Manifestation des "gilets jaunes" en Savoie : "on offre et le péage et une explication sur le RIC en prime"

  • A
  • A
Voir la vidéo sur Dailymotion
Partagez sur :
En Savoie, les "gilets jaunes" ont manifesté samedi au péage de Sainte-Hélène. L'occasion d'échanger avec les vacanciers avant de les laisser rejoindre les stations de ski.
REPORTAGE

Mobilisation en baisse pour l'"acte 6" des "gilets jaunes" : il y avait un peu moins de 24.000 manifestants en France à 14h samedi. En régions, des blocages ont eu lieu sur différents points stratégiques. En Savoie, les "gilets jaunes" étaient réunis à la barrière de péage de Sainte-Hélène, sur l'A43, point d'entrée vers les stations de ski de la Tarentaise. Malgré le trafic chargé, la journée s'est déroulée dans le calme.

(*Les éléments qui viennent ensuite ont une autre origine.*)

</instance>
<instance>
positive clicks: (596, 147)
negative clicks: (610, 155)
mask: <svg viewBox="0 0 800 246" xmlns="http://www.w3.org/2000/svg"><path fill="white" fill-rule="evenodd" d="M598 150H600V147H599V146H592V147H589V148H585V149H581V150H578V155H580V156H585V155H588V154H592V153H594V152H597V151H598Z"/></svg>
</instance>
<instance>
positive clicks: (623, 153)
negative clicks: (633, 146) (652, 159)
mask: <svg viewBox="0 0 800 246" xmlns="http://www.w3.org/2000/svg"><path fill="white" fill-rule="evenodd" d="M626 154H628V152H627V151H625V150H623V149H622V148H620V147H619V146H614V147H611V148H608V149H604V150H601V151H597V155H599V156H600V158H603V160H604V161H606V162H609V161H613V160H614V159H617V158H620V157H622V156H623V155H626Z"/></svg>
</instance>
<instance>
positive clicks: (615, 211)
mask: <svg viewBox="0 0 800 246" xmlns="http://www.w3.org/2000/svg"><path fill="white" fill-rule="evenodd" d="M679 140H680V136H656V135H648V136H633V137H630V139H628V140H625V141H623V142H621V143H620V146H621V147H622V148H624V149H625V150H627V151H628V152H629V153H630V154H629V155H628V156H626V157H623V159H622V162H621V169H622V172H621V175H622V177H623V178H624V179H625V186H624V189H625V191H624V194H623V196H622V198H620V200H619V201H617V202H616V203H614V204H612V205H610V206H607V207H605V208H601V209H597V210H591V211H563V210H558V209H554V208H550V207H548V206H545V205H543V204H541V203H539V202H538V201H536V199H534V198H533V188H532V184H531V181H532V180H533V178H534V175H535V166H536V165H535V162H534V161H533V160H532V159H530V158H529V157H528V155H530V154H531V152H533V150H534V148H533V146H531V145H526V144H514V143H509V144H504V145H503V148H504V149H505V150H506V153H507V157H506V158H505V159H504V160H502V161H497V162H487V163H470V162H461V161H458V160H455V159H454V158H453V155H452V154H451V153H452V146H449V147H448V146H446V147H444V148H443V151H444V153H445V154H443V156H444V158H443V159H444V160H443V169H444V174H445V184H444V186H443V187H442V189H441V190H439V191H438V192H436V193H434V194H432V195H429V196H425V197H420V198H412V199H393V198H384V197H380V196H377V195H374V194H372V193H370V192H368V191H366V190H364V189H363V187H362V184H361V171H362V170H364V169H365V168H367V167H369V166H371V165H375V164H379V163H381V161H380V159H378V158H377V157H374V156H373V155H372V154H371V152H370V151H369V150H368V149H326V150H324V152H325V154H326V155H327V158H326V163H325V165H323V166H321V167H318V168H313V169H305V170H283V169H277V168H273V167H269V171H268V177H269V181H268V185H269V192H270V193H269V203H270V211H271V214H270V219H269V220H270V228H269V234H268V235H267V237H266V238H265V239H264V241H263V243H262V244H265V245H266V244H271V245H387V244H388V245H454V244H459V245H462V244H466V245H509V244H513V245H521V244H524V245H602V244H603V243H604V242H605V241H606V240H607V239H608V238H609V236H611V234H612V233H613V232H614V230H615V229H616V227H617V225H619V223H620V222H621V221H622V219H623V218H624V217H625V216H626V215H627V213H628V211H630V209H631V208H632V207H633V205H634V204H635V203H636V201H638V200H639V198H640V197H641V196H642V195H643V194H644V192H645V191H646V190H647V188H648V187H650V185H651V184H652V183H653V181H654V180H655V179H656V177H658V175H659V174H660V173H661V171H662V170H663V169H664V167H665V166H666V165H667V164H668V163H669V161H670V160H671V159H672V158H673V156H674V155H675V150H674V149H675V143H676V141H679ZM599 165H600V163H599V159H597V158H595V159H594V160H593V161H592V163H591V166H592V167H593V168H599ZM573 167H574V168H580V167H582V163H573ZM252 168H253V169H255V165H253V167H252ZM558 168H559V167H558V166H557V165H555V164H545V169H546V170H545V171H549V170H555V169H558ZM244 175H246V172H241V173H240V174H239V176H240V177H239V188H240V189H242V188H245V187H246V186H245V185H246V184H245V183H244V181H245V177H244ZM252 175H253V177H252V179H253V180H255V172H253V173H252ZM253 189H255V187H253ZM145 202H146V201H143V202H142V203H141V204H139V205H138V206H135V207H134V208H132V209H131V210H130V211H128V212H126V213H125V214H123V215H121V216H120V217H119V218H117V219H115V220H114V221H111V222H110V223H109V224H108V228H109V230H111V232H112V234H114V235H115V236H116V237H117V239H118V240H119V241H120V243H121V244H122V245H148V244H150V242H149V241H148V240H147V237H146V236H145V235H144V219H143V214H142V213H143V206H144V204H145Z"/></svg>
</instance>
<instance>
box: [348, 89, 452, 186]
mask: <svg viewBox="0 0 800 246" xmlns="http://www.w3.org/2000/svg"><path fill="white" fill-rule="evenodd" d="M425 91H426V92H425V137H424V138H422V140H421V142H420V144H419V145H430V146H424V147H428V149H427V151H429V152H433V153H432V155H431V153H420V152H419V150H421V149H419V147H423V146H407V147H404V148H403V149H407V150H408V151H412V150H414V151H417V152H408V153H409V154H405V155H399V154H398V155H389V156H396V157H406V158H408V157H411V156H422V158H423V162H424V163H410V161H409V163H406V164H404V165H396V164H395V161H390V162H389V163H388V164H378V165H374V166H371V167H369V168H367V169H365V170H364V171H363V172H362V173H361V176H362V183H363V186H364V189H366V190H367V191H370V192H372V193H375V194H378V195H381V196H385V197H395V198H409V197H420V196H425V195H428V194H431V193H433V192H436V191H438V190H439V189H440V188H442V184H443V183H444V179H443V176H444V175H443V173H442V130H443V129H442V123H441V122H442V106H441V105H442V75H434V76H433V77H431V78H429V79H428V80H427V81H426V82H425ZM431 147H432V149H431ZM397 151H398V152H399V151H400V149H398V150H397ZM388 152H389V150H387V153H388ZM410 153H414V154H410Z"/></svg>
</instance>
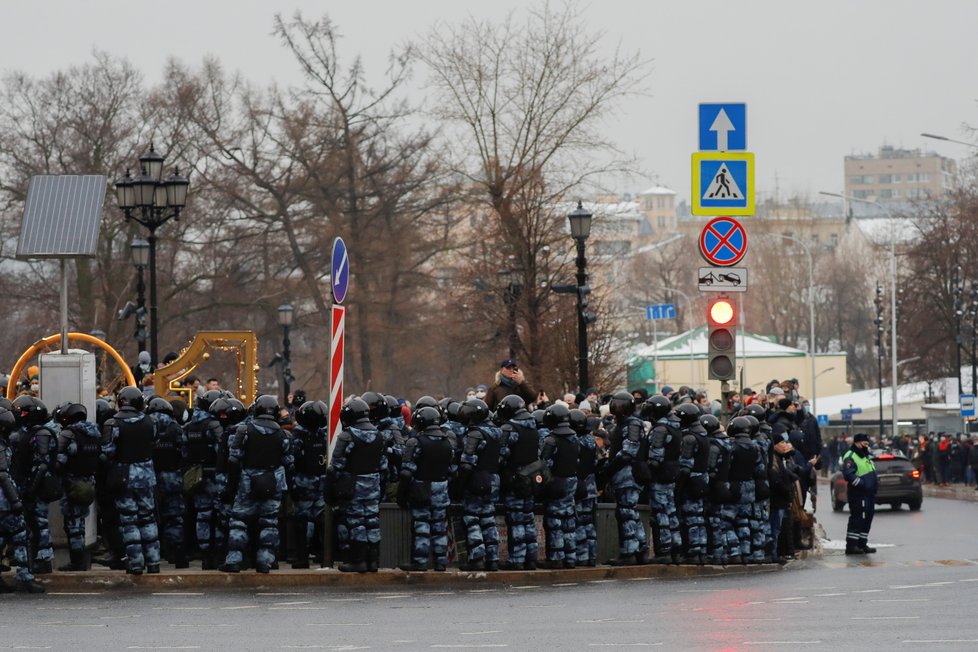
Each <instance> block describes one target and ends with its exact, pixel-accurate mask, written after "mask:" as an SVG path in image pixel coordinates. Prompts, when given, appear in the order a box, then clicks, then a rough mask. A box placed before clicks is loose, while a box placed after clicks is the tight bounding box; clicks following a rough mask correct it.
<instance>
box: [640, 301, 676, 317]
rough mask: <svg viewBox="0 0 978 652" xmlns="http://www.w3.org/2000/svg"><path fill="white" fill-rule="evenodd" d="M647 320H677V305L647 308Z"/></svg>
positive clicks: (651, 306) (645, 309) (645, 313)
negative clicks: (676, 308) (676, 314)
mask: <svg viewBox="0 0 978 652" xmlns="http://www.w3.org/2000/svg"><path fill="white" fill-rule="evenodd" d="M645 318H646V319H649V320H657V319H675V318H676V304H674V303H660V304H659V305H657V306H645Z"/></svg>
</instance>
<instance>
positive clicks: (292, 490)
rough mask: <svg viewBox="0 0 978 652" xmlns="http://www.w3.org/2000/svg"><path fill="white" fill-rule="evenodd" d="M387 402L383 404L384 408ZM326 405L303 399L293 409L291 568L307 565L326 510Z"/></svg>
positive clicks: (306, 566) (313, 401) (300, 566)
mask: <svg viewBox="0 0 978 652" xmlns="http://www.w3.org/2000/svg"><path fill="white" fill-rule="evenodd" d="M386 409H387V404H386V403H385V404H384V410H385V411H386ZM328 419H329V408H328V407H327V406H326V404H325V403H323V402H322V401H306V402H305V403H303V404H302V405H301V406H299V409H298V410H296V412H295V420H296V425H295V427H294V428H293V429H292V452H293V457H294V458H295V475H293V476H292V486H291V487H290V489H289V492H290V495H291V497H292V507H293V510H294V511H293V515H292V519H293V523H294V528H293V529H294V531H295V552H294V557H293V560H292V568H309V547H310V546H309V543H310V541H312V540H313V535H314V533H315V524H316V522H317V521H319V520H320V519H322V518H323V512H324V511H325V509H326V501H325V499H324V496H325V492H326V458H327V457H328V451H329V444H328V443H327V441H326V423H327V421H328ZM317 556H318V555H317Z"/></svg>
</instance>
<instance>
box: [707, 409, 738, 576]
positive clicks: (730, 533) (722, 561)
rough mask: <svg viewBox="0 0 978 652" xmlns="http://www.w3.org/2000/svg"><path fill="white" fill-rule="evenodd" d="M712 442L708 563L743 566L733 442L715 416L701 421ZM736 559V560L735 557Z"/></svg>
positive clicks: (709, 513) (709, 499)
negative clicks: (731, 487) (732, 448)
mask: <svg viewBox="0 0 978 652" xmlns="http://www.w3.org/2000/svg"><path fill="white" fill-rule="evenodd" d="M700 425H701V426H703V429H704V430H706V434H707V437H708V438H709V441H710V458H709V461H708V466H709V476H710V494H709V503H708V507H707V513H706V516H707V522H706V523H707V541H708V553H709V554H708V556H707V558H708V560H709V561H710V562H711V563H714V564H724V565H725V564H727V563H729V562H730V561H733V562H734V563H738V564H739V563H741V561H742V559H741V558H740V554H739V551H740V541H739V540H738V539H737V533H736V531H735V529H734V523H735V521H736V520H737V505H736V501H735V500H734V496H733V493H732V492H731V489H730V456H731V444H730V438H729V437H727V433H726V432H725V431H724V430H723V426H722V425H721V424H720V420H719V419H717V418H716V417H715V416H713V415H712V414H704V415H703V416H701V417H700ZM732 556H733V559H731V557H732Z"/></svg>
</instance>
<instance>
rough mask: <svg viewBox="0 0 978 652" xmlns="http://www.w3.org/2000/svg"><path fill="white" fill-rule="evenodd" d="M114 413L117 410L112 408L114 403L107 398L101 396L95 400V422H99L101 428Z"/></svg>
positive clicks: (99, 424) (111, 416)
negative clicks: (109, 400)
mask: <svg viewBox="0 0 978 652" xmlns="http://www.w3.org/2000/svg"><path fill="white" fill-rule="evenodd" d="M113 414H115V410H113V409H112V405H111V404H110V403H109V402H108V401H107V400H105V399H104V398H100V399H98V400H96V401H95V423H97V424H98V427H99V428H101V427H102V426H103V425H105V422H106V421H108V420H109V419H111V418H112V415H113Z"/></svg>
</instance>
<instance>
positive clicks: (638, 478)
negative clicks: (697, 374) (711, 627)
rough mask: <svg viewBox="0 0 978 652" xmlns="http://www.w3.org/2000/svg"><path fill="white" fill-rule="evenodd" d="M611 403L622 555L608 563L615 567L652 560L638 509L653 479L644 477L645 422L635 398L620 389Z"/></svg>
mask: <svg viewBox="0 0 978 652" xmlns="http://www.w3.org/2000/svg"><path fill="white" fill-rule="evenodd" d="M608 406H609V408H610V410H611V414H612V416H614V418H615V428H614V430H613V431H612V433H611V450H610V457H611V465H612V466H611V471H612V474H613V475H612V478H611V488H612V490H613V491H614V494H615V503H616V504H615V519H616V520H617V521H618V539H619V540H618V557H617V558H616V559H612V560H610V561H609V562H608V563H609V564H611V565H612V566H623V565H627V564H633V563H635V564H644V563H646V561H647V559H648V544H647V543H646V540H645V526H644V525H643V524H642V521H641V519H640V518H639V514H638V509H637V508H638V501H639V496H640V495H641V493H642V490H643V489H644V486H645V484H647V483H648V481H649V480H650V479H651V478H649V477H643V476H644V475H646V474H647V473H648V462H646V460H647V459H648V448H647V447H648V440H647V438H646V436H645V425H644V424H643V423H642V420H641V419H640V418H639V417H638V416H637V415H636V414H635V399H634V398H633V397H632V395H631V394H629V393H628V392H616V393H615V394H614V395H613V396H612V397H611V401H610V402H609V404H608ZM643 466H644V468H643ZM636 474H637V475H636Z"/></svg>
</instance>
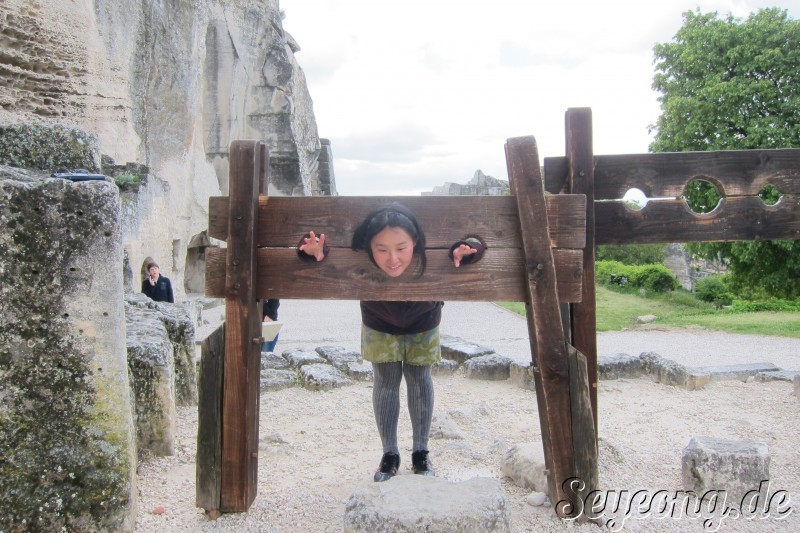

Joie et bonne humeur. Les vacanciers ont été accueillis par Marie et sa grande banderole. "On leur souhaite la bienvenue en Savoie. Aujourd'hui, c'est opération sourire. On essaye de les faire rentrer chez nous dans la joie et la bonne humeur, de les bloquer le moins possible et de rendre leur passage au péage agréable", explique la manifestante, gilet jaune sur le dos. Derrière elle, un de ses camarades a ramené une batterie dont le son a rythmé la manifestation toute la journée. 

Dans les cabines de péage désertes, les "gilets jaunes" ont pu entamer la conversation avec les automobilistes. "On prend le ticket, on offre et le péage et une petite explication sur le RIC en prime", explique un des manifestants posté dans sa cabine. Le RIC, c'est le référendum d’initiative citoyenne, l'une des principales revendications du mouvement.

Des vacanciers solidaires. Globalement, la manifestation a été plutôt bien accueillie par les vacanciers qui montent vers les stations avec les skis sur le toit de la voiture. "Il faut que la France bouge un peu. C'est bien qu'il y en ait qui se mobilisent", lâche un conducteur. "On est à fond derrière vous, ne lâchez rien", scande une autre. Aucun incident n'est à déplorer alors que les gendarmes ont veillé au grain toute la journée.

À quelques encablures de là, l'ambiance était plus tendue à Grenoble, où des affrontements, parfois violents, ont eu lieu entre 200 "gilets jaunes" et une centaine de policiers.